### On the Stability of Feature Selection Algorithms

Authors: Sarah Nogueira, Konstantinos Sechidis, Gavin Brown

Journal: Journal of Machine Learning Research

Publication Date: 10 April, 2018

Department of: Computer Science

### In Abstract

**Quantifying the reproducibility of feature selection research**

When solving a problem in data science, some pieces of the data are important, some irrelevant, and some only show their worth in the context of others. The task of automatically distinguishing the important features from a large body of data is called ”feature selection”, and there exist many data science algorithms to address this fundamental challenge. However, the results of these algorithms are often not reproducible with respect to tiny variations in the original data, that really should be insignificant in practice. The recent work of Manchester computer scientists has therefore focused on the challenge of ”reproducibility” in feature selection research — more technically known as the ”stability” of the algorithms.
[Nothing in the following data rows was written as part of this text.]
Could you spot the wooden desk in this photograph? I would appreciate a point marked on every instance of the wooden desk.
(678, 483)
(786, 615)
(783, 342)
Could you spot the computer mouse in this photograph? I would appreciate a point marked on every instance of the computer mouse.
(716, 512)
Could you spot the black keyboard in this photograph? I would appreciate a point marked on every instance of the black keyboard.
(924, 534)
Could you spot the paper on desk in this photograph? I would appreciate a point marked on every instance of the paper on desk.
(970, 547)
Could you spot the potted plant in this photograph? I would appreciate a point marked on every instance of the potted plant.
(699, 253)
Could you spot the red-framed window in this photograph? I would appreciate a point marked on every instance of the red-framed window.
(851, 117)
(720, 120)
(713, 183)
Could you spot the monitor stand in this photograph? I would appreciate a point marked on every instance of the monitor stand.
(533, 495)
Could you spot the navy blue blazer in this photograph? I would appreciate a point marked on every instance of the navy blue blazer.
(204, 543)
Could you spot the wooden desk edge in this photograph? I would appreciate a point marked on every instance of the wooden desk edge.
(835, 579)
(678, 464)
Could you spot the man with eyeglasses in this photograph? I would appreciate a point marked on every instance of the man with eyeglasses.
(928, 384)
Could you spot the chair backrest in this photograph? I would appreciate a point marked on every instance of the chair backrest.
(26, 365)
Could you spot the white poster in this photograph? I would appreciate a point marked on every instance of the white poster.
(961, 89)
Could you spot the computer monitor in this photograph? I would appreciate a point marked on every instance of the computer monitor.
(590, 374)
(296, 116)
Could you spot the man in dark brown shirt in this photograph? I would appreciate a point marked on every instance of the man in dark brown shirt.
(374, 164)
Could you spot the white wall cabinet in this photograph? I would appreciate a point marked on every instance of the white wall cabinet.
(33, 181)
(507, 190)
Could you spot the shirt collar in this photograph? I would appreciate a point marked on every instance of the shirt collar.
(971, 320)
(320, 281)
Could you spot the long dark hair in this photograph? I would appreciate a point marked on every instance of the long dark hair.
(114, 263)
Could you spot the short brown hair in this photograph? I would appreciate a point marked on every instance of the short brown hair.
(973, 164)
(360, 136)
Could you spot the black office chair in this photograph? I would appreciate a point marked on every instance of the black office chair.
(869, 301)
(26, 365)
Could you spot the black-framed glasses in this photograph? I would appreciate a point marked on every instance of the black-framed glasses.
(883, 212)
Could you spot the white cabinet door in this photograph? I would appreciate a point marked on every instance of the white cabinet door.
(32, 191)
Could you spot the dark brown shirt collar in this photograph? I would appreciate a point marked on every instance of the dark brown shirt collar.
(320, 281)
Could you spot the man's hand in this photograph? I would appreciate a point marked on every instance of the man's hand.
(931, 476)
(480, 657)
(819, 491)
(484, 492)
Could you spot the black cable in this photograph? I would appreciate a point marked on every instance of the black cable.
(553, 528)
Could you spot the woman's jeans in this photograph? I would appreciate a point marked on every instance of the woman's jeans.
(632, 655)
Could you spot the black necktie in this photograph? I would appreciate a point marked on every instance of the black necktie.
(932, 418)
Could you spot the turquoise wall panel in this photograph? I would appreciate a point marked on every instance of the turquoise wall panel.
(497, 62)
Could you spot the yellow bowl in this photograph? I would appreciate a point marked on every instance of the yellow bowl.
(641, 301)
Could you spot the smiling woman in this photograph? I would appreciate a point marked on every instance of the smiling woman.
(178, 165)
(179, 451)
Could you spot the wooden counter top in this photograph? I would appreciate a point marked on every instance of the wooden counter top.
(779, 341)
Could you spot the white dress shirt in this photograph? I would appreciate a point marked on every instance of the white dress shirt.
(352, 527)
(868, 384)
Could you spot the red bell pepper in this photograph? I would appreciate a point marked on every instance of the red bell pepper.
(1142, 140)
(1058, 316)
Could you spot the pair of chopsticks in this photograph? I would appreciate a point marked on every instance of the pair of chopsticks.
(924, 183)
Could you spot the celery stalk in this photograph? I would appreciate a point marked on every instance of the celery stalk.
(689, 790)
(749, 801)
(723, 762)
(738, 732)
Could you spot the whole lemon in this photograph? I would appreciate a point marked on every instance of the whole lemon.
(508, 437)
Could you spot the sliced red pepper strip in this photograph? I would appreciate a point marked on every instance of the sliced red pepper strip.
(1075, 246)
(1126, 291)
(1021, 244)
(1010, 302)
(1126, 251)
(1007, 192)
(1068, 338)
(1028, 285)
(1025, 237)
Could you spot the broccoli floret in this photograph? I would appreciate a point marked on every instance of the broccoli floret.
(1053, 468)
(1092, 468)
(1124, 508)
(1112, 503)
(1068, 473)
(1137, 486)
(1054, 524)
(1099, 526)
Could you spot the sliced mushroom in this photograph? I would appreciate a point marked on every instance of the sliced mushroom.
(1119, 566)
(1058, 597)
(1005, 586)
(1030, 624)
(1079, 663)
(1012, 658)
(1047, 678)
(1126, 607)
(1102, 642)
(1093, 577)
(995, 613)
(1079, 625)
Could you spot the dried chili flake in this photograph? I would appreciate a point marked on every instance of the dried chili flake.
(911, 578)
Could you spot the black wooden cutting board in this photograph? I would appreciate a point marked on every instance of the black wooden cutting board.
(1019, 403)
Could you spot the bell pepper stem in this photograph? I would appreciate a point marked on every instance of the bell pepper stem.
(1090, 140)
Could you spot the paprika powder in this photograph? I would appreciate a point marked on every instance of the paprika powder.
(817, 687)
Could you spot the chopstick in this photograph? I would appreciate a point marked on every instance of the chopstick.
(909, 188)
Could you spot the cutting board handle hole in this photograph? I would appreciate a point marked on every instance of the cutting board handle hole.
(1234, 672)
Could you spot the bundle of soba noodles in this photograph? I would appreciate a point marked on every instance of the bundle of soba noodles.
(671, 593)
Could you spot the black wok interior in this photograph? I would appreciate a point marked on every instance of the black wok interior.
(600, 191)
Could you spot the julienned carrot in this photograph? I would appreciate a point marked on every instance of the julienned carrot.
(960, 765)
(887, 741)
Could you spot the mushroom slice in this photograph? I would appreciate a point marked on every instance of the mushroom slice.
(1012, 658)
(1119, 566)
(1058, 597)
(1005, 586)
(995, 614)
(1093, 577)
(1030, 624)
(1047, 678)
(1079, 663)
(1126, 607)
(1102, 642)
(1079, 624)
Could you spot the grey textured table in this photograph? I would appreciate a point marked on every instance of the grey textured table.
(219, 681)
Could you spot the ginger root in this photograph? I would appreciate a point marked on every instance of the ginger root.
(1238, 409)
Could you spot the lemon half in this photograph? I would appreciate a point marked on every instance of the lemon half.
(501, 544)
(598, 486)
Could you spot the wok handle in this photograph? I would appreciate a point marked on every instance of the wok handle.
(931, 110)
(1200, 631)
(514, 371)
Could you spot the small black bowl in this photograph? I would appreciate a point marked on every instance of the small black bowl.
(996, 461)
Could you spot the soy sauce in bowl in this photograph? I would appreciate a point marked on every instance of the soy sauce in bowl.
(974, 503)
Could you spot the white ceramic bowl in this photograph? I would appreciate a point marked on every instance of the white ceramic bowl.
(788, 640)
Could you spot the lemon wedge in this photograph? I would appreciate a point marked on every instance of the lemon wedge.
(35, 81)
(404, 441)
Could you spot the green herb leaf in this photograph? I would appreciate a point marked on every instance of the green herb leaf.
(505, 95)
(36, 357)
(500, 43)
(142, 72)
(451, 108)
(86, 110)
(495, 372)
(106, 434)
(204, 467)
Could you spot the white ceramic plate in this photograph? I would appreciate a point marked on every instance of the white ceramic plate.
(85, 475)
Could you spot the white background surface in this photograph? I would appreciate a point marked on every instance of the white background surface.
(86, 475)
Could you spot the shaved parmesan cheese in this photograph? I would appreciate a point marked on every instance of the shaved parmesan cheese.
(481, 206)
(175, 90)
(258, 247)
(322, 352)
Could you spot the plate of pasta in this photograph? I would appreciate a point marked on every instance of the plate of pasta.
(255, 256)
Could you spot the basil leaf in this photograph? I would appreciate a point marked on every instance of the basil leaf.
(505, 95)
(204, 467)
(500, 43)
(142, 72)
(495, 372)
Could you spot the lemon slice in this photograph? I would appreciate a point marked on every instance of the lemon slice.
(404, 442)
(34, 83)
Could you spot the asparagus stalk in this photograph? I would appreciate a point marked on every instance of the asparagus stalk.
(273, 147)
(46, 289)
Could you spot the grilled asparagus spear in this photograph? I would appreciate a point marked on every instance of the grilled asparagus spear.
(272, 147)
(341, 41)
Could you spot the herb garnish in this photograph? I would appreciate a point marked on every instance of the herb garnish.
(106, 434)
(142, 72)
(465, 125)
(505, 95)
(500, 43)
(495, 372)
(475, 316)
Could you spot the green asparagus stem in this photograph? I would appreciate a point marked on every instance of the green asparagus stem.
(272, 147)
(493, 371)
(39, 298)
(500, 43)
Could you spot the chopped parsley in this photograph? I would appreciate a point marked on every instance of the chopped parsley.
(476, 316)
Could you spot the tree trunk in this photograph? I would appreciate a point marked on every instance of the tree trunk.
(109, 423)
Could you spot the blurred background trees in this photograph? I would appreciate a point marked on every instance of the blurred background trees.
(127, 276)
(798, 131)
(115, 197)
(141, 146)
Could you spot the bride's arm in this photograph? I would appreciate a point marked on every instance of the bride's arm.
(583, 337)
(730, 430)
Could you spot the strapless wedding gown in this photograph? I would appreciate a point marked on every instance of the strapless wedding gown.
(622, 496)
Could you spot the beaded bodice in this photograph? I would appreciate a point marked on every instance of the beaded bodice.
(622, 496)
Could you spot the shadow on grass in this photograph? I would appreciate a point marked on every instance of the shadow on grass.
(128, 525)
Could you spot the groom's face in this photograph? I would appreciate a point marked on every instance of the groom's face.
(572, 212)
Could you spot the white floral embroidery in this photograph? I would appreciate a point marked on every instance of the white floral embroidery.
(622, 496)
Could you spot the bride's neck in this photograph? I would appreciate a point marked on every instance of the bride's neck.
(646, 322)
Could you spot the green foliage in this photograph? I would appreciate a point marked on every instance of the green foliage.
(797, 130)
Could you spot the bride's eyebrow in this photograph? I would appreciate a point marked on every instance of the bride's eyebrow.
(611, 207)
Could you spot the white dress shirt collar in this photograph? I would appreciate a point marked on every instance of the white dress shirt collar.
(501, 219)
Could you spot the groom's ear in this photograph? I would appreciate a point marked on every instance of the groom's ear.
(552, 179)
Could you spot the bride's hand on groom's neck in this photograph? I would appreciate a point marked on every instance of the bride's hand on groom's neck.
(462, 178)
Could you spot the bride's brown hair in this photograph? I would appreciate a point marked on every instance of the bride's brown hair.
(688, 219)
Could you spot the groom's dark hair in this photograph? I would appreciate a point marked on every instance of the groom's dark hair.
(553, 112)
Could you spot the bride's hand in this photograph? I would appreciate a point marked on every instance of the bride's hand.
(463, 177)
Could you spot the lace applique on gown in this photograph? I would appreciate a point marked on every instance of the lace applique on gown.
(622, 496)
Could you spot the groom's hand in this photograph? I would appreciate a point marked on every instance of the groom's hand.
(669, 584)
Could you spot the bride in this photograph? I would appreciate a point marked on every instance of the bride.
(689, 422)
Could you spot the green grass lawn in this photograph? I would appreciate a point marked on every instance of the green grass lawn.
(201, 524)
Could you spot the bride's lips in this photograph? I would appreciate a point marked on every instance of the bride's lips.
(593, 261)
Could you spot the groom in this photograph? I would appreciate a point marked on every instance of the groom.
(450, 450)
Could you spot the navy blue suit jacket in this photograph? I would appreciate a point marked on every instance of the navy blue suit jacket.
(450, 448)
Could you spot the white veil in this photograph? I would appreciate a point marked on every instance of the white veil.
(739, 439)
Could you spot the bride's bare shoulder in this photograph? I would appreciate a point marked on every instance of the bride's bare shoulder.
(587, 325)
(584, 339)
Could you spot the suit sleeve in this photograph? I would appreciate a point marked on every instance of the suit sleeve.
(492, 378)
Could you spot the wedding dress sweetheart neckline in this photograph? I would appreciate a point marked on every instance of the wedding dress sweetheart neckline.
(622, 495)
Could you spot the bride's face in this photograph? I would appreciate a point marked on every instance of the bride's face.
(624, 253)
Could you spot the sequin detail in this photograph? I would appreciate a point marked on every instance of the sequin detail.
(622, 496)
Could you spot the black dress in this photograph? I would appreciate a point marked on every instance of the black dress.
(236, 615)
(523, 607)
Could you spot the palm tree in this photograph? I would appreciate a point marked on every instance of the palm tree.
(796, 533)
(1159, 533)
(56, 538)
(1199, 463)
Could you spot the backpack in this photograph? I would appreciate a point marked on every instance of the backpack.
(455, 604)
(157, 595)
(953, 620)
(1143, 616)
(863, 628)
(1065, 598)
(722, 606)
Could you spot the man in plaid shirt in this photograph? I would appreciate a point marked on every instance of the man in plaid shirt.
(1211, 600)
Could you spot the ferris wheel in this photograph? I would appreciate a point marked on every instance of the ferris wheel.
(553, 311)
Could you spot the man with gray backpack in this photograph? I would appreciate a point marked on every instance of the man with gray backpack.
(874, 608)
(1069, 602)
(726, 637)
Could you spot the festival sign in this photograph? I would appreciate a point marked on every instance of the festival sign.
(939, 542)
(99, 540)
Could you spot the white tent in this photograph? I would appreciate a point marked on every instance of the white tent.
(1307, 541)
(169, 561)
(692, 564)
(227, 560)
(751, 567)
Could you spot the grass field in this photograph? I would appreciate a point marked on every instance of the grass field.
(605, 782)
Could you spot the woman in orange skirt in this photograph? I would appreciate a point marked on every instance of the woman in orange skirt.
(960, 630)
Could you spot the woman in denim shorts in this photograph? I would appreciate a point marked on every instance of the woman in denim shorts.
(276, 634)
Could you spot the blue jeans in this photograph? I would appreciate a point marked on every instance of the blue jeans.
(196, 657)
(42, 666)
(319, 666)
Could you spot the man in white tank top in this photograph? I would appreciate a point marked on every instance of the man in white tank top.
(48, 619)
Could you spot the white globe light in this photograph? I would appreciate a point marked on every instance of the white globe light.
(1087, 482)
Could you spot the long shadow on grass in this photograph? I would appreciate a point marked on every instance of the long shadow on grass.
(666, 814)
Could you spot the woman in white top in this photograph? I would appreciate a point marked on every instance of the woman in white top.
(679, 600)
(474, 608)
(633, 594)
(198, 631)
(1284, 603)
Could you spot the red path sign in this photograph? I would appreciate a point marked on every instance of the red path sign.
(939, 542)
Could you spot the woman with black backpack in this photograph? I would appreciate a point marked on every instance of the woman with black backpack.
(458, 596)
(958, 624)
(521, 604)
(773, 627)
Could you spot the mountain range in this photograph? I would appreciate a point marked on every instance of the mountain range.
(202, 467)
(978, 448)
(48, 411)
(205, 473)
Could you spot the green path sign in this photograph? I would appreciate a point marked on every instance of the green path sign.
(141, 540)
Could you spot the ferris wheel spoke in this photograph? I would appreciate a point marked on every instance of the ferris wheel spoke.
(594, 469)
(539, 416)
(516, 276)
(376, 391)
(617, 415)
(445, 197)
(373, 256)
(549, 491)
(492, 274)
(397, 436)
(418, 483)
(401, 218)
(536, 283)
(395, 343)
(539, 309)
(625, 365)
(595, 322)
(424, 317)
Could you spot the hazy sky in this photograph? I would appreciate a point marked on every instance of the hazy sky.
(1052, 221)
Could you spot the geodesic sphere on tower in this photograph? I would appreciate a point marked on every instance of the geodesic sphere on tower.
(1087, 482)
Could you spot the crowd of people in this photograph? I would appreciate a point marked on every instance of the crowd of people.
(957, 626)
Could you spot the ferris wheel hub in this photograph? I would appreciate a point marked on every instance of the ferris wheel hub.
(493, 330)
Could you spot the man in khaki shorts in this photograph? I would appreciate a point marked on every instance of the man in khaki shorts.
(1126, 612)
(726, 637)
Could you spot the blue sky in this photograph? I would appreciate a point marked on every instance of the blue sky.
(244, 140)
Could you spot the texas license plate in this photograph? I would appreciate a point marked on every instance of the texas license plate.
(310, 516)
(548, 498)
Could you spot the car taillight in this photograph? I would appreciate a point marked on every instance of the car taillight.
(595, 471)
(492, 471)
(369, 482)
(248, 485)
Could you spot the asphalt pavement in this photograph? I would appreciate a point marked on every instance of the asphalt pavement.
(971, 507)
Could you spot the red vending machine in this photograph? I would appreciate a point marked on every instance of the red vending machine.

To understand the challenge faced by feature selection algorithms, imagine you’re trying to guess the price of a car. You are provided with various features of the cars, like the make and model, year of manufacture, etc. In solving any given problem like this, some features are important, some are irrelevant, and some are redundant in the context of others. For the car example, the number of miles on the clock clearly matters, while the colour of the wheel trim probably does not, and the age of the car is probably redundant if you know the mileage. You know this because you (probably) know something about cars. But, what if we are predicting whether someone will have a relapse of lung cancer – what things matter? Genetic factors? Lifestyle? Metabolic? This requires years of medical training to recognise. In data science research, we use statistical methods to automatically find the important features. However the results of such ”feature selection” algorithms are often not reproducible across tiny variations in the data. So how much can we really trust them?

If a feature selection algorithm is very ”stable”, then we can be more confident the algorithm has discovered some inherent underlying structure in the data. As such, there have been many attempts to quantify stability, with various pros and cons to each methodology. Now computer scientists at the University of Manchester have consolidated 20 years of work in the area, taking a fresh approach to the problem, from a first-principles mathematical framework. This serves to highlight several subtle flaws in previous measures, but the main result is a new measure of stability. The new measure is a proper generalisation of several existing measures and provides new capabilities, which no other measure has demonstrated – such as confidence intervals and hypothesis testing machinery, which enable use to ask the question ”is algorithm A more reliable than algorithm B, with statistical significance?” The results of the work have aready been applied to real biomedical problems, and extended in a number of ways since the initial publication of this work.

- Feature selection algorithms are fundamental to data science, but results are often not reproducible across tiny variations in the data.
- This paper provides a new framework to quantify the degree of reproducibility, i.e. the stability of the algorithm.